Assumptions and deviations

• Inter-occasion variability (IOV) is not encoded. Luu 2017 Table 2 reports an IOV of 38.1% CV on CL_CSF. The packaged model implements only the per-subject IIV (etalcl_csf ~ ln(1 + 0.244^2) = 0.0578); the IOV would require an explicit per-occasion OCC variable in the event table and a parallel family of occasion etas which is not generally appropriate for an nlmixr2lib reference model. The structural and typical-value behavior is unaffected. Stochastic / VPC users who need IOV should add it downstream by enlarging the residual term or by defining an OCC eta in their own model copy.

• Single proportional residual error applied identically to both endpoints. Luu 2017 Table 2 reports a single proportional residual error parameter epsilon (Proportional) = 0.494 (%RSE 2.45), with no separation into plasma- and CSF-specific residuals. The packaged model interprets this value as a NONMEM 7.2 $SIGMA variance per the prevailing nlmixr2lib convention for NONMEM-source residual error parameters, encodes propSd = propSd_Ccsf = sqrt(0.494) ~ 0.703, and applies the same proportional SD to both Cc and Ccsf. If the paper’s reported value were a SD rather than a variance, the proportional residual CV would be 49.4% rather than ~70.3%; the distinction does not affect typical-value (zeroRe) simulations or any of the figures and tables in this vignette.

• CNS tissue is encoded as a paper-specific compartment cns_tissue. Luu 2017 Discussion describes the CNS tissue as “a lumped compartment consisting possibly of the spinal cord tissue, subarachnoid space, and brain tissue” – it is not solely a brain compartment, so the canonical brain_<region> namespace is not appropriate. The compartment is declared via paper_specific_compartments <- c("cns_tissue") in the model file.

• Paper-specific parameter names for the CSF subsystem. The CSF subsystem clearance lcl_csf (one-way CSF -> plasma transport, CL_CSF in the paper), inter-compartmental clearance lqcsf (csf <-> cns_tissue, Q_CSF in the paper), and volume lvcns (V_CNS_tissue) are not in the canonical parameter register. They follow the Perez-Ruixo 2025 posdinemab precedent of lvcsf / lqcsf for CSF-side parameter naming. checkModelConventions() flags these as paper-specific deviations.

• MBWT = 15.2 kg fixed in the model body, not exposed as a configurable parameter. The reference median baseline body weight is encoded as a literal inside model() rather than as an ini() parameter because it is a population-level reference value (not a per-subject covariate), and is documented in the covariateData$WT$notes field. Users who simulate against a cohort with a different reference body weight should clone the model and edit the literal MBWT value.

• Unit conversion via f(csf) <- 1000. Doses are supplied in mg (matching the trial protocol), the csf state is carried in ug, and concentrations are reported in ng/mL = ug/L. The conversion factor f(csf) = 1000 ug/mg lets a user pass amt = 12 (a 12 mg dose) and obtain CSF and plasma concentrations directly in ng/mL. Users who supply doses in another unit must adjust this factor.
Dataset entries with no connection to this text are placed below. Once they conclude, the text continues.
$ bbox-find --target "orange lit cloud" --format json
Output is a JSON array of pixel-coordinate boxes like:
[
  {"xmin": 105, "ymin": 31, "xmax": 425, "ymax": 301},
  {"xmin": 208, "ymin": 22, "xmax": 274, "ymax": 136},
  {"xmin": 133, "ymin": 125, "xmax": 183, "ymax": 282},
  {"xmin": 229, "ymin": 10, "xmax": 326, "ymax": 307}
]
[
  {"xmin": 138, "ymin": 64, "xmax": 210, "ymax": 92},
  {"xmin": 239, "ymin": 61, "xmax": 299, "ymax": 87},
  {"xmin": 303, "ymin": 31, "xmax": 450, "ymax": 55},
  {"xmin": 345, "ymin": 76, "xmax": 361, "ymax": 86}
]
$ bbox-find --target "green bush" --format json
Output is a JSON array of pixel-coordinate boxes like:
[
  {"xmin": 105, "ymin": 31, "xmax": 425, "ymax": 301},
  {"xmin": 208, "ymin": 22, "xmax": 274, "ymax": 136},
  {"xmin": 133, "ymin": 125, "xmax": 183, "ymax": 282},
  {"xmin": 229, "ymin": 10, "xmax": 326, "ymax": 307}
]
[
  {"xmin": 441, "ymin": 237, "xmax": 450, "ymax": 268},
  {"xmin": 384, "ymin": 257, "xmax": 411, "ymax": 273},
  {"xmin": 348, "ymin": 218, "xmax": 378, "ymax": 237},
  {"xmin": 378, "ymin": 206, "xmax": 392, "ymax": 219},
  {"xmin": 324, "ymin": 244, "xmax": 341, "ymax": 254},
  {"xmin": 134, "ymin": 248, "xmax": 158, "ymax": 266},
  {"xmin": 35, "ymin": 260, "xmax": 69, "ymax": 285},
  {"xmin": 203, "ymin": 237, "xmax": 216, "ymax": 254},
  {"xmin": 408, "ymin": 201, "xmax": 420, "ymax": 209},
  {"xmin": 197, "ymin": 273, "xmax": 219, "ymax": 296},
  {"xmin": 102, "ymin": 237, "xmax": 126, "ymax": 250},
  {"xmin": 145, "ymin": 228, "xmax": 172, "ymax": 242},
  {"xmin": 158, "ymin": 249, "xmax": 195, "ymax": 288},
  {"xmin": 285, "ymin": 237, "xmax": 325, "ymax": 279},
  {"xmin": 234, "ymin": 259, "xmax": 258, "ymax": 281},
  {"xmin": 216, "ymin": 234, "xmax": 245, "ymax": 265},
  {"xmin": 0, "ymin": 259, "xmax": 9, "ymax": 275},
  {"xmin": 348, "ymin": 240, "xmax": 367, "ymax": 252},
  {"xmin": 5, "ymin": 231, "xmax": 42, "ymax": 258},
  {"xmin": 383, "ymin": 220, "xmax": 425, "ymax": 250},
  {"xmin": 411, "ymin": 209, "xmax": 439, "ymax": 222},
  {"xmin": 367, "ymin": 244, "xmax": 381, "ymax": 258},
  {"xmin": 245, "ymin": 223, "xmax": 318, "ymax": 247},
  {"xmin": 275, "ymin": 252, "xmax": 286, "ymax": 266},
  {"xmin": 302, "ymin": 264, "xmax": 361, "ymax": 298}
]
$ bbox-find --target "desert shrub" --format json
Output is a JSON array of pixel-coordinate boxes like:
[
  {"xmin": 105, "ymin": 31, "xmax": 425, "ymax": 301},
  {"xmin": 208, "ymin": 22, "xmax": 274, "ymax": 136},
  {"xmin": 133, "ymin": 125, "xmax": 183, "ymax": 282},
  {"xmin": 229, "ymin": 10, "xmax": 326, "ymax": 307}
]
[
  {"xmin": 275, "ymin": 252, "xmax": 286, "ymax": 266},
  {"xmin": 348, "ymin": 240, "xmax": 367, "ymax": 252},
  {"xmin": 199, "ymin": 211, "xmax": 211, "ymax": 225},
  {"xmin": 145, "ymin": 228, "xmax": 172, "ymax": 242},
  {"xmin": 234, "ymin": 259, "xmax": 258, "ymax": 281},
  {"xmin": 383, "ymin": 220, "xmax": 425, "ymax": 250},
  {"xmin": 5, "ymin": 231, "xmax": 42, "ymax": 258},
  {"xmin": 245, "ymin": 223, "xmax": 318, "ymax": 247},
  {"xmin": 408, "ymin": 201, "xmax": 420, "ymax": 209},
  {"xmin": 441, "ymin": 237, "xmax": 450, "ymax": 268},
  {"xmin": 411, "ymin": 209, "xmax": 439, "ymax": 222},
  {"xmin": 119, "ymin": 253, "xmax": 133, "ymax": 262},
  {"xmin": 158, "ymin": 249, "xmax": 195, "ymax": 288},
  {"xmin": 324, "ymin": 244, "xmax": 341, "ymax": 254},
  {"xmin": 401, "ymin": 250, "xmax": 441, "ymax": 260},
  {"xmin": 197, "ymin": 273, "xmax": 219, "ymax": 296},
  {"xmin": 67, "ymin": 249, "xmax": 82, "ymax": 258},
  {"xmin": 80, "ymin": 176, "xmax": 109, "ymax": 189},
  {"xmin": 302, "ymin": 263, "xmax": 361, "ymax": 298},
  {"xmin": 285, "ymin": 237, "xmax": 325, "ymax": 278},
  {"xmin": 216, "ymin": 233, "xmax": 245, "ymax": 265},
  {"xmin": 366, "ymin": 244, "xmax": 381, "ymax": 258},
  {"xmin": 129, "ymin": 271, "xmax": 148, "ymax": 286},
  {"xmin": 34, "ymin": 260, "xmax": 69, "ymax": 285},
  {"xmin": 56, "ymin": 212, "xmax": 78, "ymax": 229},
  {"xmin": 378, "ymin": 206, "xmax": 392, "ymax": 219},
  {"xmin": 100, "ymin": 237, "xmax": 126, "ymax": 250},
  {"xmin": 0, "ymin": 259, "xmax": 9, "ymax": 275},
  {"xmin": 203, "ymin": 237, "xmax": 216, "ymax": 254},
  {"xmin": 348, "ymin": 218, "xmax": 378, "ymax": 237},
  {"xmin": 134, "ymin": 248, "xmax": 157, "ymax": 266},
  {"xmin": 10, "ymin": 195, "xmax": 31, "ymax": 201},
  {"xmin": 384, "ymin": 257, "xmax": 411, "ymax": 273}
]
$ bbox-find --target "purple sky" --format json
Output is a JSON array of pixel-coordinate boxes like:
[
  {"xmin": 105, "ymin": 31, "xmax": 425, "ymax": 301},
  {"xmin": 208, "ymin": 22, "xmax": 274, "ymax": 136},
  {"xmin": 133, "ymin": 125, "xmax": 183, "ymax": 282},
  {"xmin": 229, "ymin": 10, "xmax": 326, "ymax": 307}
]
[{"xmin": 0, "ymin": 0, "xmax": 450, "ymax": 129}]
• No errata located. A search of the J Clin Pharmacol landing page and the PubMed corrections feed for PMID 28369979 (DOI 10.1002/jcph.884) found no published corrections to the source. A separate semi-mechanistic popPK model for nusinersen (Biliouris 2018, PMID 30043511) exists but is not an erratum to Luu 2017; Biliouris 2018 was not extracted in this task and may be queued separately if desired.